In the 1997 season, Denver had a two-game lead in the AFC West at 9-1, but they stumbled down the stretch and lost the division to the Kansas City Chiefs. They crushed the Jacksonville Jaguars in the first round of the playoffs and were headed to Kansas City.
It was 0-0 in the second quarter when the Chiefs made a field goal but had it negated by a holding penalty. The re-try from 44 yards hit the crossbar and the Broncos got the ball back and marched down the field to take a 7-0 lead. Kansas City had several opportunities to take the lead near the end of the game, but it wasn't meant to be.
Denver had to go to Pittsburgh in the AFC Championship, and the Steelers had beaten them just a month earlier 35-24. The Broncos held a 24-21 lead and had the ball without much time left, facing third-and-five. If Pittsburgh could make one third down stop, they'd get the ball back with a little time left and only down a field goal, but Elway completed a first down pass to Shannon Sharpe and that was enough to end the game. Maybe the Steelers were the better overall team, but on that day it wasn't meant to be.
In the Super Bowl, Denver had to face the 13-3 Green Bay Packers, the defending champions and perhaps the best team that season.
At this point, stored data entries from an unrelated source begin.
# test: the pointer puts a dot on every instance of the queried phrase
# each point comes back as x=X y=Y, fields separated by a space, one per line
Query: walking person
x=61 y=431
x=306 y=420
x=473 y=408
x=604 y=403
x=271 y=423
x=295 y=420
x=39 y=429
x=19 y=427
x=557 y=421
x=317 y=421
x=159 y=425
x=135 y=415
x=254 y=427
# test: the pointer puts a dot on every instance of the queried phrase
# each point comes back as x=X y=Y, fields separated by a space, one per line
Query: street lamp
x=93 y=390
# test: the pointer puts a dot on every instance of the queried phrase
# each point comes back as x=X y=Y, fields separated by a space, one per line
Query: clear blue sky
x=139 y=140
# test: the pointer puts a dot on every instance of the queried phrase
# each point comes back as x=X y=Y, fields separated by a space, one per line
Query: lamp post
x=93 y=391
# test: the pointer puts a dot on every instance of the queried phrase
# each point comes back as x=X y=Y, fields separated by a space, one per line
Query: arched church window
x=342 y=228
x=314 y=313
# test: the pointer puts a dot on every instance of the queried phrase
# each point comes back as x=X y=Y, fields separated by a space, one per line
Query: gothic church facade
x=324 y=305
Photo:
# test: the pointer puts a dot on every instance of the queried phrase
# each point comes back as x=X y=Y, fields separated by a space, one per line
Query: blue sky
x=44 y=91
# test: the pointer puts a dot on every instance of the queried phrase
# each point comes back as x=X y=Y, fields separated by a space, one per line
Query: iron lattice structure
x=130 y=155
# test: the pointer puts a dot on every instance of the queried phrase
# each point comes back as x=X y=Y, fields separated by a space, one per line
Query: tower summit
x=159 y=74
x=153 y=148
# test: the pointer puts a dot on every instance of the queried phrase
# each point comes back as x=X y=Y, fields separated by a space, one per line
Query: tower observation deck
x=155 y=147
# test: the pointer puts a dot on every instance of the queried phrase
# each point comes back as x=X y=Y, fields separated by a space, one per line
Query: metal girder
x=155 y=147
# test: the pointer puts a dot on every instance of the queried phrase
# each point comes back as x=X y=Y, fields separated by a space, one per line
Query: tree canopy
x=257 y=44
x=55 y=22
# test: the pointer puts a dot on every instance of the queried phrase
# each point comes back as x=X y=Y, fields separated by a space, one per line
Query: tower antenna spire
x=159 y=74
They had just come off of a 23-10 win over the 49ers in San Francisco and were hot to trot all over the no-luck Denver Broncos. At that point, Elway's Super Bowl track record spoke for itself and when it spoke it just made the "Wah waaahhhh" trombone noise.
Pro-Football-Reference's win probability chart for that game had Green Bay at 80% likely to win at the start and it was tied at 24-24 with less than two minutes to go. Of course, Denver went on to win 31-24, but I'd say the game wasn't decided on Terrell Davis's one-yard go-ahead touchdown, but a play in the third quarter.
Tied at 17 and facing third-and-six, Elway scrambled and picked up a first down, spinnin' like a Petey Pablo t-shirt on his way down. It's the most iconic play in the Broncos history and one of the most memorable we've ever seen in the Super Bowl. Elway got up and screamed and the Denver fans in the crowd went wild. This was going to be their day and the Packers were hopeless from there on out. Brett Favre had won one the year before and this time, it wasn't meant to be.
I want the Broncos fans to hear me when I say this and understand where I'm coming from if you watched your team win the Super Bowl for the first time almost 20 years ago:
It's not meant to be.
This is our year, this is our team, and 38 years of frustration is about to explode all over MetLife Stadium. I love stats and I love applying them to the game of football where they're applicable, but I've also got a heart. I also believe that sometimes destiny intervenes. I also get to have my "John Elway moment."
A new era of Seahawks football and Seattle fandom is about to begin.